Example of hand gestures 27 that may be captured by the camera 14 include a "stop" hand 83A, a "thumb right" hand 83B, a "thumb left" hand 83C, a "thumb up" hand 83D, a "thumb down" hand 83E and an "OK sign" hand 83F. Of course, images 83A-83F are only examples of the types of hand gestures that may be used with the present disclosure, and these are not intended to be an exhaustive list of the types of hand gestures that may be used with the present disclosure.

The output of the hand gesture recognition module 86 may include a signal or data set indicative of the type of hand gesture identified. This, in turn, may be used to generate a portion of the consumer characteristic data 30.

FIG. 4 depicts images of a "thumb up" hand gesture (left hand) consistent with one embodiment of the present disclosure. The original image 91 (corresponding to image 27 in FIG. 1) is an RGB format color image. A binary image 92, generated by the skin segmentation module 82 of FIG. 3, is depicted showing non-skin pixels as black and skin pixels as white. The shape feature extraction module 84 of FIG. 3 may be configured to generate a boundary shape that surrounds, or partially surrounds the hand in the binary image, as depicted in image 93. The bounding shape may be rectangular, as depicted, and in other embodiments, the bounding shape may include a circle, oval, square and/or other regular or irregular shape, depending on, for example, the geometry of the hand in the image. Based on the bounding shape, shape feature extraction module 84 may be configured to determine the eccentricity, rectangularity, compactness and center of the image within the boundary shape, and also determine the area as a count of the white pixels in the image and the perimeter as a count of the white pixels at the edge (e.g., the white pixels that are directly next to black pixels). Eccentricity may be determined as the width of the bounding shape times the height of the bounding shape; rectangularity may be determined as the area divided by the area of the bounding box; and compactness may be determined as the perimeter (squared) divided by the area. In addition, the shape feature extraction module 84 may be configured to determine the center of the hand within the bounding shape, as depicted in image 94. The center may be determined as the middle of the bounding shape along both a horizontal axis (e.g., x-axis) and a vertical axis (e.g., y- axis).

The shape feature extraction module 84 may also be configured to identify the contour of the hand, as depicted in image 95. The contour may be identified by determining the transition between adjacent pixels from a binary 1 (white) to a binary 0 (black), where the pixels on the boundary define the contour. The shape feature extraction module 84 may also be configured to determine the number of defects that lay along the contour, and four such defects are depicted in image 96. The defects may be defined as local defect of convexity, e.g., the pixel locations where a concave region has one or more convex pixels. The shape feature extraction module 84 may also be configured to determine a minimum shape that enclosed the contour (95), as depicted in image 97. The minimum shape (a rectangle in this example) may be defined by the left-most, right-most, highest and lowest white pixels in the image, and may be slanted with respect to the axes of the image, as depicted.
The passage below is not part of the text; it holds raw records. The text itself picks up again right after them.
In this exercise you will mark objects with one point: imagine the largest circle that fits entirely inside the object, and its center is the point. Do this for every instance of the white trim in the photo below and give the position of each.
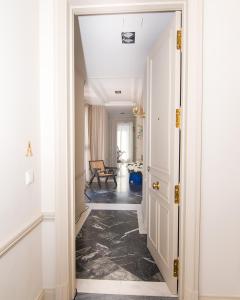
(49, 294)
(219, 297)
(121, 287)
(82, 220)
(191, 139)
(22, 233)
(48, 216)
(40, 296)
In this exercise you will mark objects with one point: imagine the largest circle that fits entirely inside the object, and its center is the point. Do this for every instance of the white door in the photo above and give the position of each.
(163, 152)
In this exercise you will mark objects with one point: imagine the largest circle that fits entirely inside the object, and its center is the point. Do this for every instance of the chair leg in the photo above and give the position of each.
(91, 180)
(99, 182)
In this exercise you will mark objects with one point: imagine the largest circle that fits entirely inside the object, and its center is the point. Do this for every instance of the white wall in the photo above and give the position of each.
(20, 268)
(80, 75)
(220, 220)
(48, 131)
(113, 120)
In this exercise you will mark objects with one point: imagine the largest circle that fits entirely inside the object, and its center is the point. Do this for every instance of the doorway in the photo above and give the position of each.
(188, 277)
(133, 42)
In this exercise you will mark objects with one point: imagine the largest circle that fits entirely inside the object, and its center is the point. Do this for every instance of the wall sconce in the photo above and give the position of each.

The angle of the minimum shape with respect to the horizontal axis of the image may be determined by the shape feature extraction module 84. In addition, the shape feature extraction module 84 may determine the minimum box width to height ratio defined as the minimum box width divided by the minimum box height. Based on the angle of the minimum shape with respect to the horizontal axis, the shape feature extraction module 84 may also determine the orientation of the hand within the image. Here, the orientation may be defined as line taken from the center of, and normal to, the width of the minimum shape, as depicted in image 98.

The shape feature extraction module 84 may also be configured to divide the boundary shape (image 93) into a plurality of substantially equal segments, as depicted in image 99. In this example, the boundary shape is divided into four equal rectangular sub- blocks, labeled A, B, C and D. Based on the sub-blocks, the shape feature extraction module 84 may also be configured to determine the number of white pixels in each sub- block, the difference between the number of pixels in the left and right halves of the image (e.g., (A+C)-(B+D)), and the difference between the number of pixels in the top and bottom halves of the image (e.g., (A+B)-(C+D)).
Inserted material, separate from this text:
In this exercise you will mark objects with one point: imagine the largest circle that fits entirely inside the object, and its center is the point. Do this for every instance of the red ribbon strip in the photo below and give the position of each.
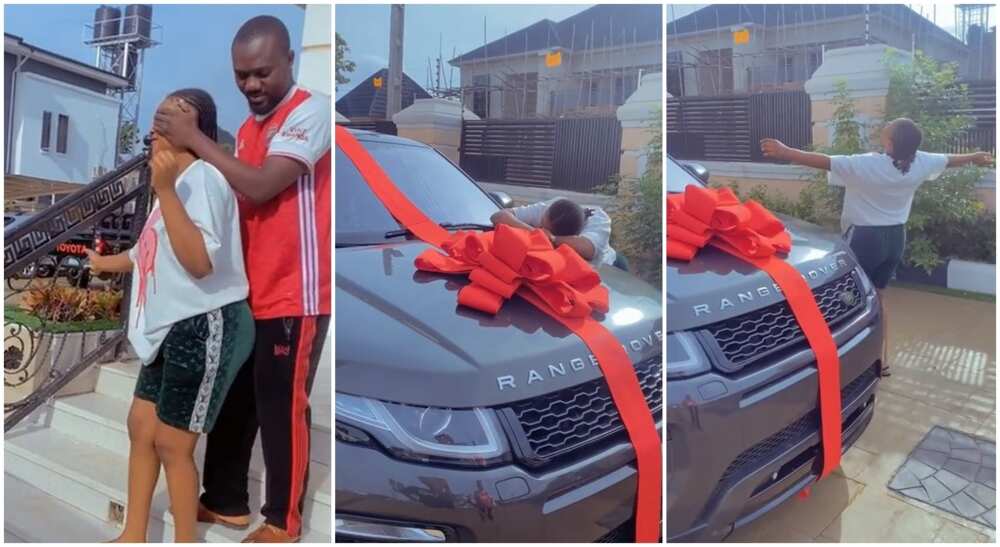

The foregoing examples of the operations of the shape feature extraction module 84 and the described shape features are not intended to be an exhaustive list, nor would all the shape features described above be useful or necessary in determining the hand gesture depicted in the image. Thus, in some embodiments and for other hand gestures, additional shape features may be determined or a subset of the described shape features may be determined.
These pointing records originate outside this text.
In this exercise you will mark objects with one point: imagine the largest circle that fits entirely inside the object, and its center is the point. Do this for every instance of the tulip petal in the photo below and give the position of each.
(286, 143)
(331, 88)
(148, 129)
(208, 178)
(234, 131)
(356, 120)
Turning now to FIG. 5, one embodiment of a program selection module 28a consistent with the present disclosure is generally illustrated. The program selection module 28a is configured to select at least one program from the program database 26 based, at least in part, on a comparison of the program profiles 34(l)-34(n) in the program database 26 with the consumer characteristic data 30 identified by the face detection module 22 and/or the hand detection module 25. The program selection module 28a may use the characteristic data 30 to identify a consumer profile 32 from the consumer profile database 24. The consumer profile 32 may also include parameters used by the program selection module 28a in the selection of a program as described herein. The program selection module 28a may update and/or create a consumer profile 32 in the consumer profile database 24 and associate the consumer profile 32 with the characteristic data 30.

According to one embodiment, the program selection module 28a includes one or more recommendation modules (for example, a gender and/or age recommendation module 60, a consumer identification recommendation module 62, a consumer expression recommendation module 64, and/or a gesture recommendation module 66) and a determination module 68. As discussed herein, the determination module 68 is configured to select one or more programs based on a collective analysis of the recommendation modules 60, 62, 64, and 66.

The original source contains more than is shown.